[SPARK-56647][SQL] Optimize storage of SparkSQL Last Attempt Metrics by juliuszsompolski · Pull Request #55585 · apache/spark

juliuszsompolski · 2026-04-28T17:29:09Z

What changes were proposed in this pull request?

This PR optimizes the storage of per-partition tracking state in LastAttemptRDDVals, which backs SQLLastAttemptMetric (SLAM) introduced in SPARK-56509.
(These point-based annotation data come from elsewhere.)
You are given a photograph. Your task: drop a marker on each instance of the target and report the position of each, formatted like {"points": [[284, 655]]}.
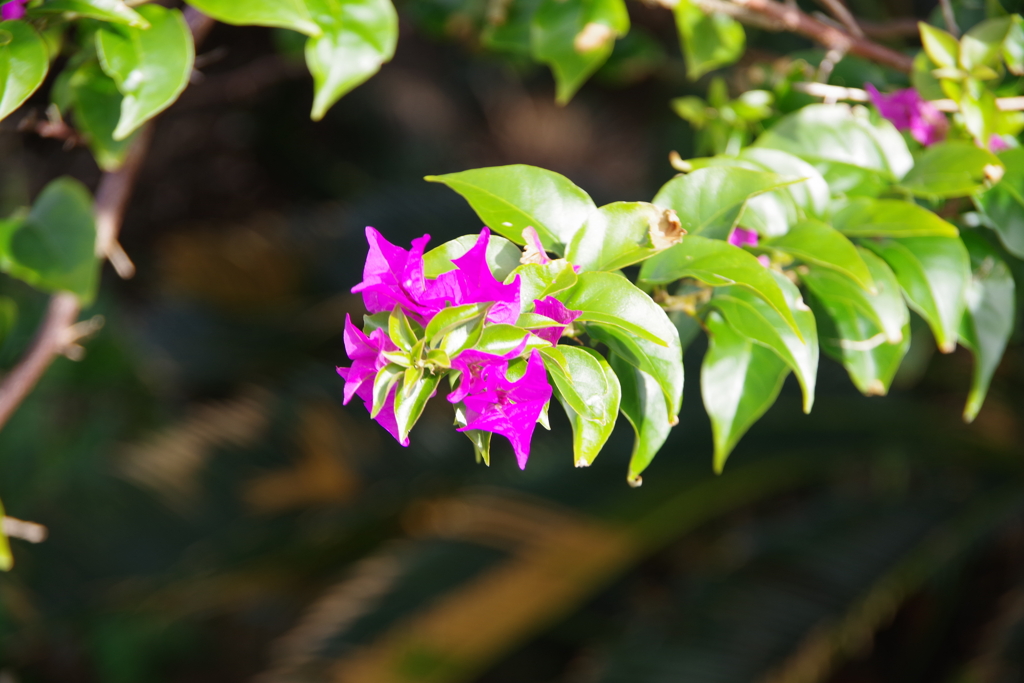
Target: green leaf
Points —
{"points": [[817, 243], [988, 319], [855, 156], [1013, 46], [940, 46], [53, 248], [579, 377], [24, 63], [811, 194], [6, 558], [503, 256], [982, 45], [410, 401], [709, 40], [865, 217], [739, 380], [8, 315], [537, 282], [115, 11], [457, 328], [96, 103], [710, 202], [590, 435], [574, 38], [357, 37], [400, 330], [1003, 205], [612, 297], [383, 383], [644, 407], [934, 273], [279, 13], [615, 236], [750, 315], [867, 333], [151, 67], [956, 168], [509, 199], [719, 264], [501, 339], [884, 307]]}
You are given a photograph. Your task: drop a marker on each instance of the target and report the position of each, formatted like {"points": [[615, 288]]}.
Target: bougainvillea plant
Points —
{"points": [[817, 220]]}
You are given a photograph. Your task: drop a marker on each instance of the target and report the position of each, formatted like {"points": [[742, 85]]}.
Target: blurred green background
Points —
{"points": [[215, 514]]}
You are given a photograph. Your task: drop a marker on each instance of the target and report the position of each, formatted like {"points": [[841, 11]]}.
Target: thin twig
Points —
{"points": [[58, 332], [838, 9], [833, 38]]}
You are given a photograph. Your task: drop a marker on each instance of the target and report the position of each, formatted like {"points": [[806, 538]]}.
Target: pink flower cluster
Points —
{"points": [[393, 278], [907, 111], [12, 10]]}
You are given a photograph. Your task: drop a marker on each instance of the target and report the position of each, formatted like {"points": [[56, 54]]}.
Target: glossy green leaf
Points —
{"points": [[855, 156], [1003, 205], [357, 37], [867, 333], [817, 243], [538, 282], [939, 45], [719, 264], [410, 401], [982, 45], [503, 256], [385, 380], [612, 296], [988, 319], [709, 202], [644, 407], [1013, 46], [456, 328], [574, 38], [96, 102], [884, 307], [811, 194], [24, 63], [956, 168], [151, 67], [866, 217], [6, 558], [590, 435], [8, 316], [509, 199], [739, 380], [750, 315], [709, 40], [501, 339], [53, 248], [934, 273], [579, 377], [115, 11], [280, 13], [615, 236]]}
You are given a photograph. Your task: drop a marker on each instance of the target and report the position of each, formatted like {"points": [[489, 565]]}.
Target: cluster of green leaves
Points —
{"points": [[847, 249], [126, 65], [970, 72]]}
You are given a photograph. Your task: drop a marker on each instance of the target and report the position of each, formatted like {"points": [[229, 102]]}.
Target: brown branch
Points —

In the original design, every LastAttemptRDDVals allocated three Array[Int] of size numPartitions to track (stageId, stageAttemptId, taskAttemptNumber) for each partition. In a typical execution without retries every entry of those arrays held the same value, and the three arrays together took ~12·N bytes per RDD that uses a SLAM accumulator.

The three int arrays are replaced by a common attempt plus three lazily-allocated per-component override arrays:

commonStageId, commonStageAttemptId, commonTaskAttemptNumber: 3 ints set on the first update() from the first task that completes. Partitions whose attempt matches the common values carry no per-partition stage/attempt state at all.
computedBitmap (Array[Long]): one bit per partition, packed into longs. Tracks which partitions have been computed; replaces the previous EMPTY_ID sentinel that was stored in all three int arrays.
overrideStageIds / overrideStageAttemptIds / overrideTaskAttemptNumbers (Array[Int], sized numPartitions): each is null until some partition's value for that component diverges from the common. Once allocated, an entry equal to EMPTY_ID (-1) means "fall back to the common value", any other value is the per-partition override. The three arrays are independent — a retry that only changes taskAttemptNumber allocates only overrideTaskAttemptNumbers, leaving the other two null.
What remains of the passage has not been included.